過去が原因で、責められると本音を言えない私に対して今彼は言った。


「そんなの(過去)が免罪符になると思うのか?」


゛免罪符″ってなんだろう。

罪を許してもらうもの。


罪?


あなたは過去と戦ってる私を受け入れてはくれない。

そうだね、以前も確かそうだった。



気持ちが妙に冷めていくのが感じた。

私はこれでも必死に必死に過去を乗り越えようとしている。

苦しんで苦しんで苦しんでいるんだ。

確かに私の過去は人に誇れるものではない。

でも免罪符なんて言葉を使ってほしくない。


こんな私を受け入れてくれる人なんて世界中のどこにもいないんだと

再度実感した。



人は繰り返す――必ず。


正直に言おう。

浮気する人は必ず、必ず同じことを繰り返す。


どうしてそんなことが断言できるかというと、それは私自身がそうだからだ。

一人になると、とにかく怖くてたまらなくて、他のつながりを求めてしまう。


どうせ捨てられる、どうせ相手も浮気をしている、どうせ…

どうしても人を信用できなくて、無意識に自分を守ろうとしてしまう。

いつからこんなふうになったのだろうか。


自分が傷つかないように、傍にいてくれる人をつくってしまう。

体の関係にはなりたくないから、正式には浮気と言えないのかもしれないけれど。


私にとっての「浮気」の意味は、恋人の浮気や裏切りがわかったときのための

痛みを軽減するための自己防衛策。だってほら、自分も浮気してたら、「仕方ないか」って思えるじゃない。

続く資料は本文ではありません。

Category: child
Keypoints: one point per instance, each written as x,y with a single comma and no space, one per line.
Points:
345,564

人を信じることができないってすごく哀れで、悲しいね。


誰かを信じてみたいよ。


苦しい…


穏やかに生きたい、とは常々思っている。

でも簡単なようでとても難しい。


イライラしてばかり、文句をいってばかり。


「社会」というのはとても難しいところだ。

どう考えても理不尽な仕事を押し付けられても、それが命令である以上

やるしかない。今旬のドラマの半沢直樹みたいに、自分の信念を突き通してみたいが

実際はそうもいかないのが現実だ。


もどかしい。

いろいろなことがもどがしい。


上手に生きたいと思えば思うほど、深い穴に落ちていく気がする。




時間が経つにつれて「過去」が現実であったのかさえも薄れていく。

人間の脳というのは、嫌な記憶は忘れるように出来ている。

もちろん完全に忘れることは出来ない。それでも傷は少しづつ、少しづつ、長い長い時間を

かけて少しづつ癒えていく。


それでも今日だけは、通帳にあの人の名前を確認しに行くときだけは

どうしても過去に引き戻される。それは今でも変わらない。


なんで一番愛して信じた人からお金が入るんだろう。

慰謝料も今回でついに5回目を迎え、80万を切った。

まだまだ道のりは長いけれど、終わりは必ず来る。

頑張ろう、頑張ろう…




慰謝料残額 ¥79,0000

残り 19回

人を信じることができなくなった私にとって

今の彼を信用し、将来設計をしていくのはとても難しい。


「本当に先のこと考えているの?」

「真剣に考えているとは思えない」

「現実感がない」


彼がよくそう言うが、仕方ないと思う。

確かに今の私には、「将来」なんて空を掴むような想像は、出来ない。現実感もない。

なんの根拠もなく将来を誓ったり、想像をしたり、そういうことをして傷つくのはもう…こりごり。


「今」を必死に必死に生きる私にとって

将来のことどころか、明日のことさえも、想像することが難しい。


相手のことや周りのことを考える余裕も、前よりは出てきたけど

それでもまだ、自分のことで精一杯だ。



もうすぐ慰謝料の日だ。

嫌でもあの人のことを思い出す。